Examples of architectures designed to run on Amazon Web Services are a great way to illustrate the necessary design changes and patterns associated with a cloud deployment methodology.
Soocial.com, a "one address book solution to contact management" runs entirely on AWS and uses some interesting technologies to make their service work, including RabbitMQ, an open-source implementation of AMQP, the emerging standard for high-performance enterprise messaging. (I've written about AMQP and RabbitMQ here, and here in the past.)
One of the most interesting things is how the architecture isn't dramatically different than it would be if you were to build an on-premise version--except that Soocial is able to take advantage the Amazon Web Services EC2's scale, hot-standby, and backups. It's definitely worth learning more about if you are interested in the cloud.
The Rabbit team just released a RabbitMQ to XMPP gateway proof-of-concept.
RabbitMQ is an implementation of AMQP, the emerging open source standard for high performance enterprise messaging.
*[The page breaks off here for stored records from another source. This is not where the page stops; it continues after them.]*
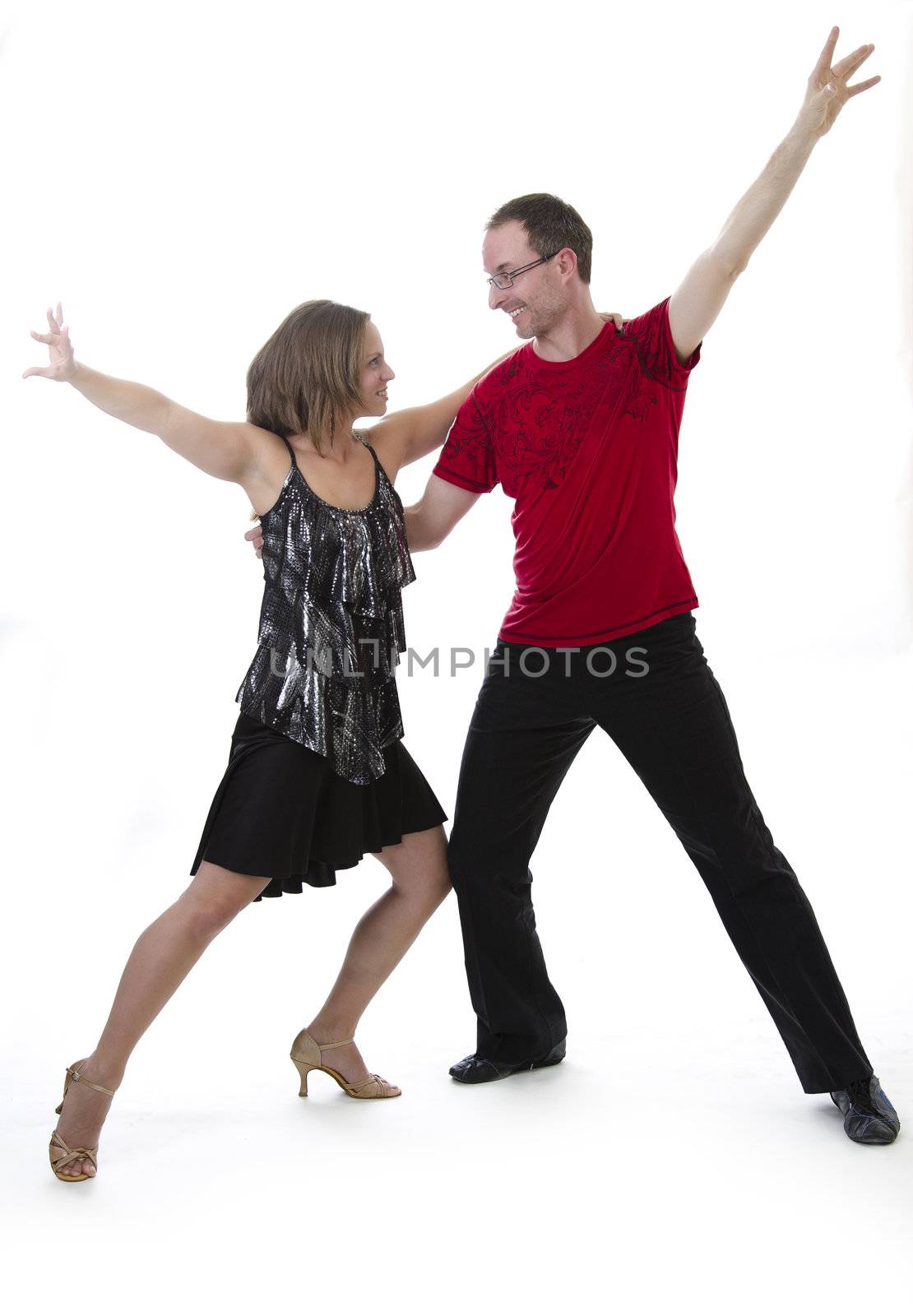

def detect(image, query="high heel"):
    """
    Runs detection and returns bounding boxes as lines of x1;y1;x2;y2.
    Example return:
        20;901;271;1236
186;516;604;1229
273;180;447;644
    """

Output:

Think of AMQP as the open source version of something like MQ Series or other high-volume JMS servers.XMPP is open XML technology for presence and real-time communication.Message volume shouldn't be a problem for services like Twitter. RabbitMQ with an XMPP gateway might be part of the the solution. The combination means you can inject very high volumes of messages into IM or other XMPP enabled applications with far fewer scale issues.
For the geeks:
The mod_rabbitmq module implements an ejabberd extension module which gateways AMQP (as implemented by RabbitMQ) to XMPP.